L'expérience est violente.

 

Devant une peinture de Ricardo Mosner, on est tout à la fois séduit, voire charmé par sa fantaisie colorée, sa malice, son humour dignes de James Ensor et en même temps la gorge se serre, les yeux s'embuent lorsque que grandit dans le cœur du spectateur le soupçon que cette débauche n'est en fait qu'un leurre, un masque que le peintre, par politesse, dépose sur sa toile.

 

Mosner peint sous la bannière rouge et noire des anarchistes espagnols ; noire parce que l'esprit humain est noir, rouge parce que le sang humain est rouge. Rouge et noir, Mosner est un peintre anarchiste. Mais, comme le disait Elysée Reclus : "l'Anarchie, c'est l'ordre sans le pouvoir". Et si ses toiles sont autant de nef des fous, l'ordre y règne pour peindre le dérèglement de tous les sens. Rien de lâché, rien d'improvisé dans ses constructions savantes où la morphologie humaine est tour à tour fondations, façades, toits, escaliers, portes, fenêtres ouvertes sur la nuit qui est en nous.

 

Le tableau définit le périmètre où le peintre intervient, son cadre, sa limite. Mosner utilise cette contrainte matérielle (dont il fait une contrainte artistique) pour y projeter l'humanité délirante qu'il veut saisir dans ses  excès, ses envies, ses dérives ; dans ses explosions de joie ou de tristesse. Le tableau délimite alors le monde où nous sommes ; le réel où les individus sont retenus prisonniers par les conventions sociales, politiques ou religieuses.
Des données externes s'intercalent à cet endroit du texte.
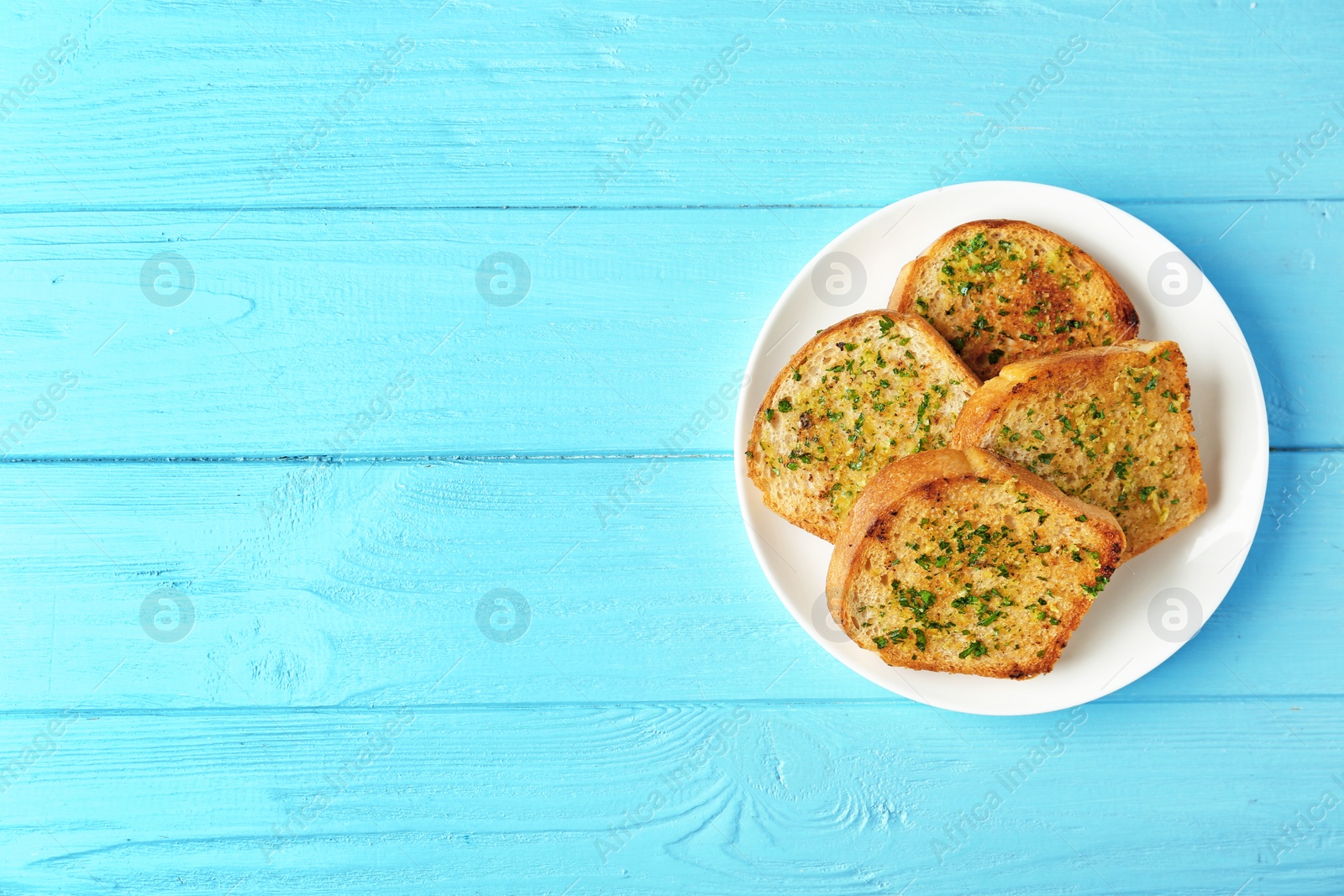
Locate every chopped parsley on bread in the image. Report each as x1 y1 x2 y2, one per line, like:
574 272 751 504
953 340 1208 560
746 311 979 542
889 220 1138 379
827 448 1125 679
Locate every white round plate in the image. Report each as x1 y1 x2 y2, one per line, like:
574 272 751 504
734 181 1268 716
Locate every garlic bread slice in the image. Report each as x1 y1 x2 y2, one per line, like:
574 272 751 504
746 311 979 542
827 448 1125 679
889 220 1138 379
952 340 1208 560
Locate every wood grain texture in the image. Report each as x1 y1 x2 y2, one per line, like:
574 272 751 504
0 0 1344 207
0 0 1344 896
0 451 1344 710
0 704 1344 896
0 203 1344 458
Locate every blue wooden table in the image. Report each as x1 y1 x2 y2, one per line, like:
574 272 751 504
0 0 1344 896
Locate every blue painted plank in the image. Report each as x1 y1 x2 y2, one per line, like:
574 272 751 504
0 0 1344 211
0 704 1344 896
0 203 1344 458
0 451 1344 710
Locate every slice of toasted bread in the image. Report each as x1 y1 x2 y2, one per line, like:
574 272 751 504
748 311 979 542
827 448 1125 679
953 340 1208 560
889 220 1138 379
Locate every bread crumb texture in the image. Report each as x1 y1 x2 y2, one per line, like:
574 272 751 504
748 312 979 542
981 343 1207 558
843 477 1118 679
907 222 1138 379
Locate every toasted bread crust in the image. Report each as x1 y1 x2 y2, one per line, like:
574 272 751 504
889 219 1138 379
827 448 1125 679
952 340 1208 560
748 311 979 542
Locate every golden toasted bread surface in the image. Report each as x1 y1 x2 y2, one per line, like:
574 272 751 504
827 448 1125 679
953 340 1208 560
746 311 979 542
890 220 1138 379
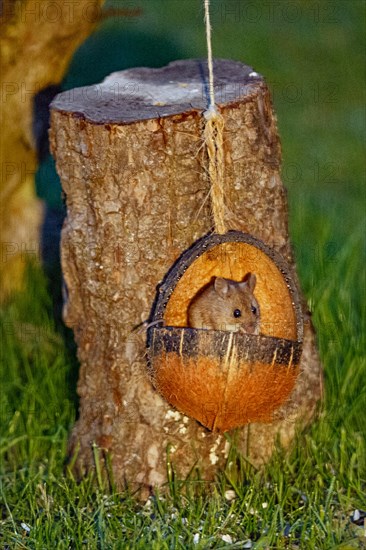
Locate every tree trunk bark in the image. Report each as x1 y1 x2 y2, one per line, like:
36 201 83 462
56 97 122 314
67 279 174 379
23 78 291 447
51 60 322 492
0 0 104 299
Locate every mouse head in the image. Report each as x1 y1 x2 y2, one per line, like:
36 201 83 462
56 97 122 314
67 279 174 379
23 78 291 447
214 273 260 334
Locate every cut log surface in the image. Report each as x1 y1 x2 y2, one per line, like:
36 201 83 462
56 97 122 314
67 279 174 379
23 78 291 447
51 60 322 492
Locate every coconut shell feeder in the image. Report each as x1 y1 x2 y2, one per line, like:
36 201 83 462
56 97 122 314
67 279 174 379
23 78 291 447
148 231 303 432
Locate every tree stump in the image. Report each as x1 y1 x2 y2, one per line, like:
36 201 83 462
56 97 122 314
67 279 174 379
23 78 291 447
51 60 322 492
0 0 104 299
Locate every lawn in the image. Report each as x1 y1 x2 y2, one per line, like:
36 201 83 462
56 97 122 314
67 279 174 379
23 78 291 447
0 0 366 550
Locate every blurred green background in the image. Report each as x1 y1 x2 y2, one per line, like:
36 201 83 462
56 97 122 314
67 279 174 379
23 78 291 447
0 0 366 550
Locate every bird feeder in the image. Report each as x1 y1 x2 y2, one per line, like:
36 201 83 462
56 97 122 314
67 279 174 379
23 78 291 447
148 231 303 432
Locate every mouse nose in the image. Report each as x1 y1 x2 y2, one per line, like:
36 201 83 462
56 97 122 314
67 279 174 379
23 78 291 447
244 322 257 334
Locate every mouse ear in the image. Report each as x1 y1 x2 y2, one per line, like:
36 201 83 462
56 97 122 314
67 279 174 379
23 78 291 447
214 277 229 298
241 273 257 292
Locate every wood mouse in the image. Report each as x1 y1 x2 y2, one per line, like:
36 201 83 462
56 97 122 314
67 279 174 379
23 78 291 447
188 273 260 334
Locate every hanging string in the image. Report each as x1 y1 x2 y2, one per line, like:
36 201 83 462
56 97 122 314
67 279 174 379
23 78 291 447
203 0 226 233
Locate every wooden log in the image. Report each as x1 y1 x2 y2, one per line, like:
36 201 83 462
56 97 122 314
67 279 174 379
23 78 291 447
51 60 322 492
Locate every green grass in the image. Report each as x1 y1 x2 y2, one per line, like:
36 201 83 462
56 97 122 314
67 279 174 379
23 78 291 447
0 0 366 550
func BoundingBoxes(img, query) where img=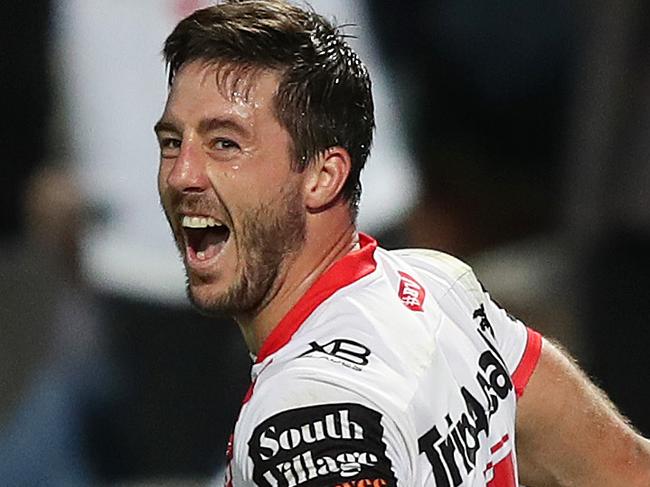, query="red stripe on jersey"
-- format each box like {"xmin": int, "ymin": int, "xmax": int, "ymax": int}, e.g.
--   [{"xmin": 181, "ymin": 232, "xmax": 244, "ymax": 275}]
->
[
  {"xmin": 252, "ymin": 233, "xmax": 377, "ymax": 363},
  {"xmin": 487, "ymin": 453, "xmax": 517, "ymax": 487},
  {"xmin": 490, "ymin": 433, "xmax": 510, "ymax": 454},
  {"xmin": 512, "ymin": 328, "xmax": 542, "ymax": 397}
]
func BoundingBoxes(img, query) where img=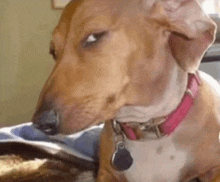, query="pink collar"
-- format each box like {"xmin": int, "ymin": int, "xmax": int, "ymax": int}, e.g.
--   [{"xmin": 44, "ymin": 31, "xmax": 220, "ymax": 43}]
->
[{"xmin": 120, "ymin": 74, "xmax": 201, "ymax": 140}]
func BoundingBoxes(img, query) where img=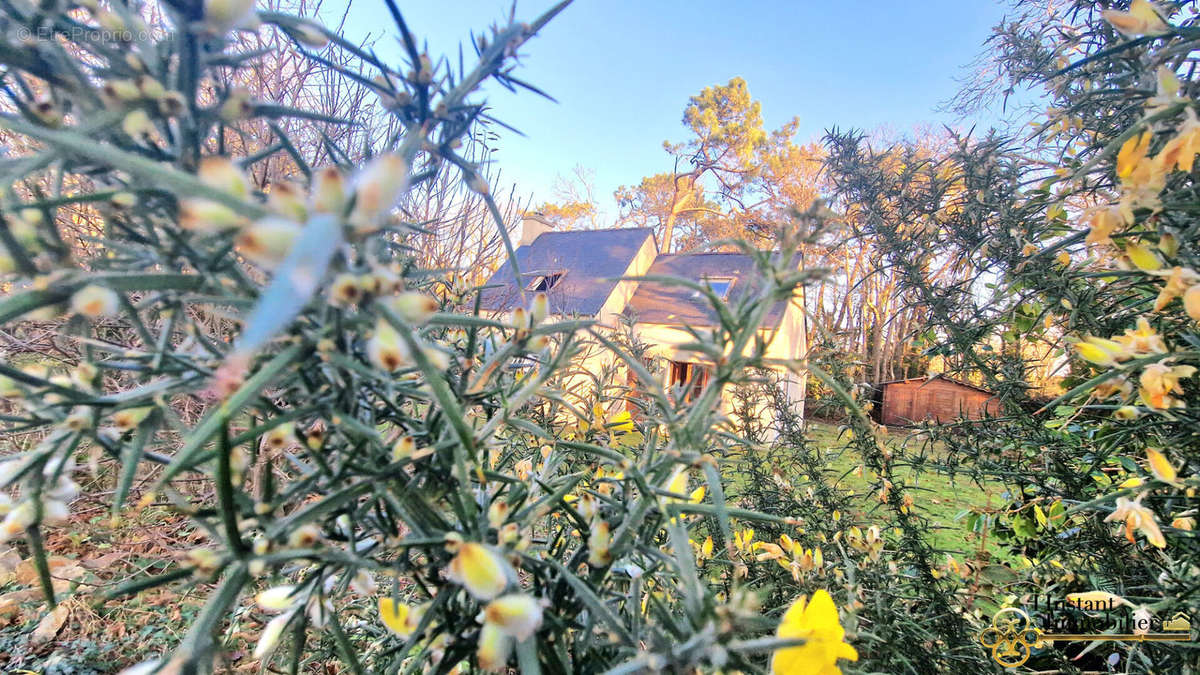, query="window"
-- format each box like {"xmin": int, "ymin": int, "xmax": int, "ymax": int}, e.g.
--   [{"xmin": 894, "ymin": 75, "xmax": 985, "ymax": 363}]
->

C'est là le grand paradoxe de cette œuvre. Mosner semble plier son art à sa seule fantaisie et, en réalité, il ne peint que l'ici et maintenant, ses violences, ses peurs, ses emportements. L'injonction majeure de la société bourgeoise est : ne sortez pas du cadre ! Les personnages de Mosner s'insurgent contre cet ordre mortifère et toute sa peinture exalte la liberté des corps et des esprits, la lutte contre l'oppression, l'équarrissage pour tous du bon goût et des bonnes manières. Mosner peint l'évasion physique par la jouissance charnelle, l'évasion émotionnelle par la féerie des couleurs, l'évasion intellectuelle par un rire de résistance qui brise l'interdit, brûle ses codes et récuse ses châtiments.

 

Ne nous y trompons pas : si certains portraits nous paraissent sagement rangés dans des carrés - incarcérés au nom de la règle de l'angle fermé - ce n'est qu'une ruse. Ils font " bonne figure " pour masquer ce qui se trame derrière la toile, les tunnels qu'ils y creusent, les barreaux qu'ils scient. La peinture œuvre en secret, le peintre en clandestin. Un jour, ces figures n'y seront plus. Elles auront fait sauter les lignes trop droites qui les retiennent ; les barrières et les frontières seront abolies pour rejoindre le côté de la vie sans entrave.

 

La peinture de Mosner est fondamentalement jubilatoire, c'est sa force explosive, son arme contre l'accablant esprit de sérieux qui pèse aujourd'hui sur tous les arts. Chacune de ses toiles semble reprendre à son compte un des plus fameux slogan de Mai 68 réclamant de mettre " l'imagination au pouvoir ". Ces figures imaginaires ou imaginées par lui, ce sont nos figures. Ce sont nos portraits que Ricardo Mosner brosse d'un trait de couleur virtuose ou cerne de noir profond. C'est une expression, un sourire ou un pleur peints d'une touche légère où chacun d'entre nous peut se reconnaître. Dubuffet parlait de portraits " à ressemblance évitée ", chez Mosner ce sont des portraits à ressemblance " à adopter ". Ici, ce n'est pas le peintre qui choisit son modèle et le fait poser, c'est le spectateur qui se reconnaît au miroir de la toile et emporte son image comme un voleur. Et ce qu'il emporte ne se résume pas à une apparence. C'est un monde - celui de Ricardo Mosner et de ses fantasmagories - plus vrai que nature.